(The Hill) – Black voters’ support for President Biden remains the highest among most demographics, but it has weakened since he took office, according to a recent Washington Post-Ipsos poll.
The poll of about 1,250 Black Americans found that 70 percent approve of how Biden is handling his job, but only 23 percent “strongly approve.” The results may signal Black voters’ frustration with a lack of progress Biden and congressional Democrats have made on certain key issues as the midterm elections approach.
Black voters consistently vote overwhelmingly in favor of Democratic candidates, and Biden carried Black voters in the 2020 presidential election with 92 percent of the vote, according to Pew Research Center. Biden was the first Democratic presidential nominee to win Georgia since 1992, at least in part a result of encouraging more Black Americans to vote.
The Post poll found that only 60 percent of respondents said they feel Biden is keeping most of his major campaign promises. Biden has backed several pieces of legislation related to issues that impact many Black voters, such as police reform and voting rights, but an evenly-divided Senate has allowed Republicans to block those measures. Democrats have a tie-breaking vote in Vice President Harris, but they need to attain at least 60 votes to overcome a filibuster and advance legislation.

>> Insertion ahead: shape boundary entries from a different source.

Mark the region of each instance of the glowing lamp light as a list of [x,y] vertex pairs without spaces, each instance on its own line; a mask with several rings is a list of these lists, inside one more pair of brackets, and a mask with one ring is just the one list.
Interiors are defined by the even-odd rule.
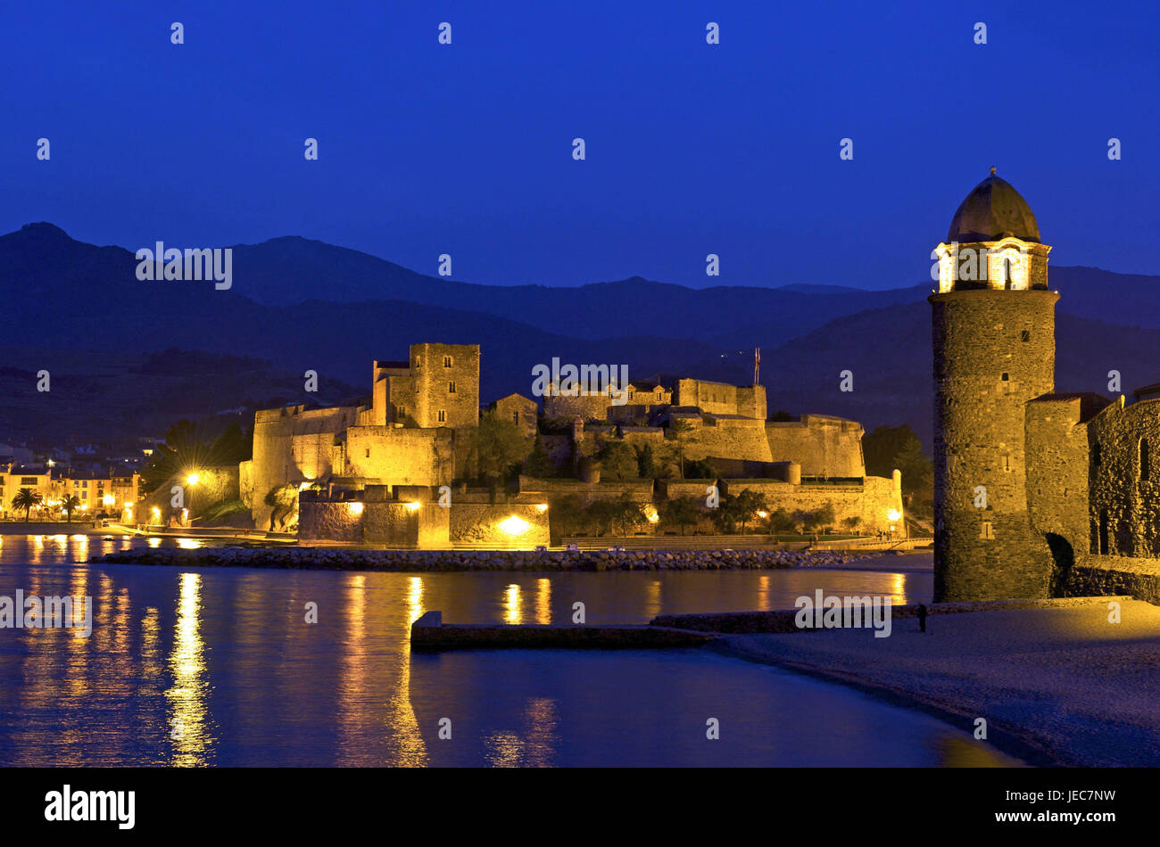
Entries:
[[523,535],[528,532],[530,526],[531,524],[527,520],[517,518],[514,514],[510,518],[500,521],[500,530],[506,532],[508,535]]

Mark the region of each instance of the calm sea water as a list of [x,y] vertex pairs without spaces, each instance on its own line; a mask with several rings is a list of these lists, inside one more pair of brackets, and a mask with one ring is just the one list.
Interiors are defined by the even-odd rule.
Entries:
[[[356,574],[89,565],[142,540],[0,536],[0,594],[90,596],[93,631],[0,629],[0,764],[1012,765],[849,688],[706,650],[414,655],[411,622],[589,623],[929,599],[929,574]],[[167,542],[168,543],[168,542]],[[190,542],[184,542],[190,543]],[[318,622],[306,623],[305,605]],[[443,718],[450,739],[440,738]],[[720,739],[705,738],[717,718]],[[445,722],[443,722],[445,725]]]

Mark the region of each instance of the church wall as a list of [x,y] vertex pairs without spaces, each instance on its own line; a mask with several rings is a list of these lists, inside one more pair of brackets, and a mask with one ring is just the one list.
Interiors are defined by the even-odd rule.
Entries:
[[[1100,553],[1101,514],[1107,512],[1109,555],[1160,556],[1160,400],[1123,408],[1111,403],[1087,429],[1093,452],[1088,552]],[[1147,445],[1146,475],[1141,440]]]

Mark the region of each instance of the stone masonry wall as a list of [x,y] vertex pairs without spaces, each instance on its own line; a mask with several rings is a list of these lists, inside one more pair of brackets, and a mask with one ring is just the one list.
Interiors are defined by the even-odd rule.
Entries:
[[[1054,384],[1051,291],[933,294],[935,601],[1045,598],[1053,558],[1031,526],[1024,408]],[[976,489],[986,490],[977,508]]]

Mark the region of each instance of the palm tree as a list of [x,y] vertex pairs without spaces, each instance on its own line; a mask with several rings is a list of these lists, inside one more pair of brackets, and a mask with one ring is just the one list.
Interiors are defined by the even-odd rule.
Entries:
[[44,495],[30,488],[22,488],[12,498],[12,508],[24,510],[24,523],[27,524],[32,511],[32,506],[38,506],[44,502]]
[[60,501],[60,509],[68,516],[68,523],[72,523],[72,510],[80,506],[80,497],[74,494],[67,495],[63,501]]

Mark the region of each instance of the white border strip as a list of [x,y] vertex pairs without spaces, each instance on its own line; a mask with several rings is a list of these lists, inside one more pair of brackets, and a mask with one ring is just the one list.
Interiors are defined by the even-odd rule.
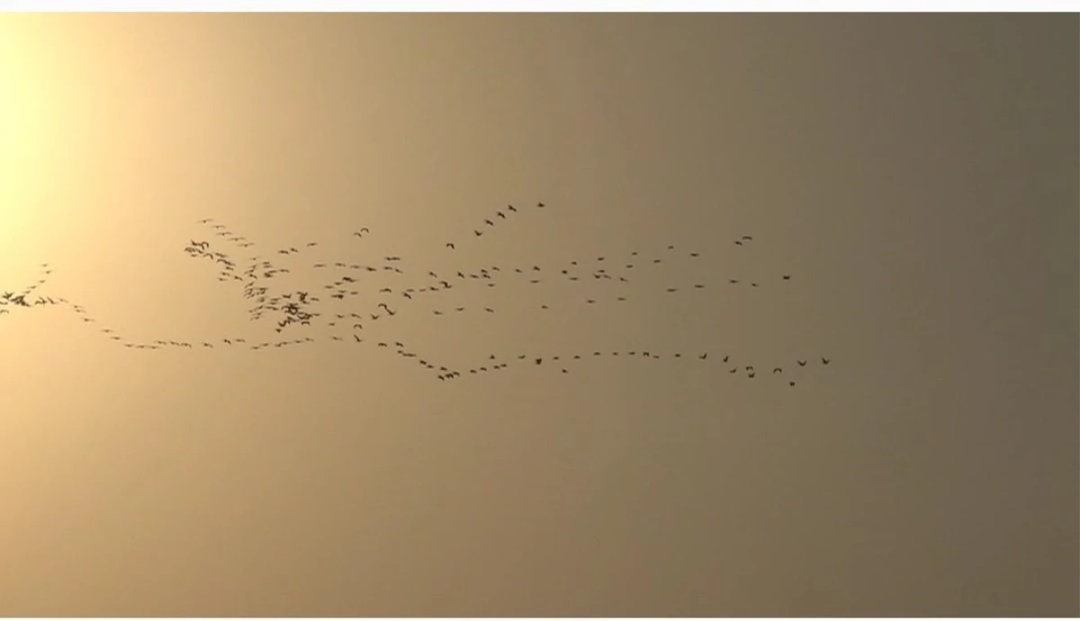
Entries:
[[0,0],[4,12],[1074,13],[1080,0]]

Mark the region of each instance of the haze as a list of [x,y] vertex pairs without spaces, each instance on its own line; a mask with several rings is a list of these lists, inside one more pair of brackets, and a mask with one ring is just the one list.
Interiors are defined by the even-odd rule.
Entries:
[[[1080,615],[1078,25],[0,17],[0,290],[48,263],[95,319],[0,315],[0,615]],[[185,254],[204,218],[643,261],[365,326],[515,361],[440,381],[325,326],[222,346],[276,334]]]

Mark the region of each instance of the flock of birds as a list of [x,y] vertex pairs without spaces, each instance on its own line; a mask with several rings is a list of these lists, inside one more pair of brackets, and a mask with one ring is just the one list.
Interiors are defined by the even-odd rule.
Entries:
[[[546,205],[541,202],[537,203],[534,208],[545,209]],[[513,205],[495,211],[491,216],[484,218],[480,226],[472,229],[472,234],[467,235],[468,242],[478,240],[488,232],[497,229],[499,224],[511,218],[521,217],[524,208]],[[228,243],[237,249],[243,250],[255,245],[252,240],[230,231],[225,224],[212,218],[202,219],[199,223],[208,229],[212,237],[220,238],[221,242]],[[352,232],[351,237],[363,240],[370,233],[370,230],[365,226]],[[741,235],[732,239],[732,244],[739,247],[748,246],[753,242],[752,235]],[[445,250],[456,252],[459,246],[464,243],[467,242],[447,240]],[[190,258],[212,264],[217,270],[218,281],[239,289],[239,294],[249,304],[247,314],[251,321],[259,321],[267,326],[268,336],[266,339],[249,342],[243,337],[231,336],[213,341],[153,340],[138,342],[119,334],[111,328],[102,327],[98,328],[98,331],[111,341],[132,349],[247,347],[252,350],[316,343],[325,337],[326,332],[329,332],[328,339],[332,342],[374,345],[378,349],[393,353],[401,358],[415,360],[416,363],[432,372],[442,382],[454,381],[465,375],[495,373],[508,369],[511,364],[534,368],[554,367],[562,373],[569,373],[577,362],[620,356],[650,360],[713,361],[723,364],[729,374],[742,373],[750,380],[757,376],[758,370],[754,364],[734,361],[730,355],[714,354],[711,357],[708,351],[660,354],[640,348],[590,349],[562,355],[513,354],[505,357],[490,354],[481,363],[467,367],[445,361],[436,362],[430,356],[424,356],[406,346],[402,340],[369,337],[367,335],[375,331],[374,328],[387,326],[399,315],[420,313],[440,317],[459,313],[494,314],[497,312],[492,305],[450,302],[451,293],[458,291],[475,292],[477,289],[515,286],[536,287],[557,281],[576,282],[579,289],[586,289],[588,293],[579,298],[564,298],[559,304],[564,306],[575,303],[623,304],[631,299],[631,295],[625,292],[625,287],[620,290],[620,286],[630,284],[636,274],[664,262],[700,260],[701,252],[699,251],[686,251],[675,245],[667,245],[666,248],[658,249],[651,253],[632,251],[622,257],[597,256],[571,260],[564,265],[477,265],[468,270],[455,268],[440,273],[427,267],[413,268],[408,262],[397,256],[386,256],[379,261],[363,263],[307,260],[306,256],[315,251],[319,246],[318,242],[307,242],[300,247],[280,248],[269,254],[253,254],[244,262],[218,249],[215,244],[207,239],[191,239],[184,249]],[[18,308],[60,305],[75,312],[85,323],[98,322],[96,318],[87,314],[85,307],[67,299],[35,294],[39,287],[45,285],[49,275],[52,274],[48,264],[43,264],[42,268],[41,278],[23,291],[0,292],[0,315],[10,315],[12,309]],[[275,281],[280,281],[284,276],[301,270],[311,271],[315,275],[322,275],[322,277],[313,287],[302,289],[274,286]],[[779,274],[774,280],[770,281],[728,278],[723,282],[723,286],[759,288],[783,284],[791,279],[791,274]],[[365,280],[378,280],[378,284],[365,286],[363,282]],[[584,287],[586,284],[590,287]],[[707,282],[688,282],[681,287],[665,287],[662,292],[666,295],[692,293],[712,286]],[[612,289],[613,292],[611,292]],[[658,292],[660,291],[658,289]],[[523,296],[516,295],[515,298],[521,300]],[[418,302],[421,300],[428,301],[430,304],[419,304]],[[555,303],[548,301],[538,303],[536,310],[546,312],[555,306]],[[313,330],[315,327],[329,330]],[[825,356],[818,356],[815,360],[820,360],[822,365],[827,365],[832,361]],[[796,380],[793,375],[799,369],[810,364],[811,361],[810,358],[798,358],[791,362],[794,365],[771,364],[762,370],[771,370],[769,375],[779,375],[786,380],[788,386],[794,387]]]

More than 60 percent of respondents said they were disappointed or angry about Democrats’ failure to pass voting rights legislation, but more than 80 percent said they blame Biden “not at all” or “a little,” according to the Post.
Still, the number of respondents who said they think Biden is sympathetic to Black Americans’ problems dropped from 74 percent in 2020 to 66 percent. About 75 percent of those polled said Biden has done “a little” or “nothing” to reduce discrimination in the criminal justice system.
After federal legislation on police reform failed in the Senate, Biden signed an executive order to create a national database of officers who have been fired for misconduct and significantly limit chokeholds and no-knock warrants, but the order applies only to federal officials, not state or local officials. Biden has said he wants to continue to push for more comprehensive reforms, but a legislative path for that is uncertain.
Almost 90 percent of respondents said they would vote for the Democratic candidate in their congressional district in November, but only half said the outcome of the midterm elections matters “a great deal” to them. More than three-quarters said the same leading up to the 2020 election. Only 62 percent said they would “absolutely” vote this year, compared to 85 percent in 2020. The decrease in the number of Black voters who said they would definitely vote was 23 points compared to a 12-point drop for white voters.
Among a potential list of candidates for the 2024 presidential election, 43 percent said they would prefer Biden to be the nominee. Harris followed with 29 percent.
Half of those polled said Biden “has been good” for Black Americans, while only 4 percent said the same in 2020 for then-President Trump, who has been reported to be considering another run for the White House in two years.
The poll was conducted from April 21 to May 2 based on a random sample of 1,248 non-Hispanic Black adults and a partially overlapping sample of 977 adults. The margin of error is 3.5 percentage points.